The annual charge is taken from capital rather than income generated increasing the potential for the capital value to be eroded.
Rather than aim for a strict income target Woodford focuses on total return, combining a rising income and growth in your investment. While the fund doesn’t aim to prioritise generating a high income now, we think it can work well alongside other equity income funds as part of a diversified income portfolio. Or it could help maximise total returns over the long run.
It’s understandable that some investors are getting impatient with Woodford.
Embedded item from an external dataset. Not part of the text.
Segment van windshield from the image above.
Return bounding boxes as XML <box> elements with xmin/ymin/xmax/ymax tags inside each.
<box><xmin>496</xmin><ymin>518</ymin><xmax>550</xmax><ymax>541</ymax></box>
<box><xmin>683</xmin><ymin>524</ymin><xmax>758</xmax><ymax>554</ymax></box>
We’ve been disappointed with recent performance ourselves. No manager outperforms every year though, so as investors we will have our conviction challenged. We back proven managers for the long-term and for longer than most. There’s lots of great managers to choose from but as part of a diversified portfolio, we still think Woodford has a place.
We could be wrong. If we are we’ll put our hands up. It might be tempting to change our opinion now to be rid of the current discomfort, but we don’t think it would be the right thing to do. We still think long-term investors will be rewarded.
|Annual percentage growth|
| Dec 13 -
| Dec 14 -
| Dec 15 -
| Dec 16 -
| Dec 17 - |
|LF Woodford Equity Income||N/A||16.3%||3.3%||0.9%||-16.4%|
|FTSE All-Share TR||1.2%||1.0%||16.8%||13.1%||-9.5%|
Past performance is not a guide to the future. Source: Lipper IM to 31/12/2018. Where no data is shown, figures are not available.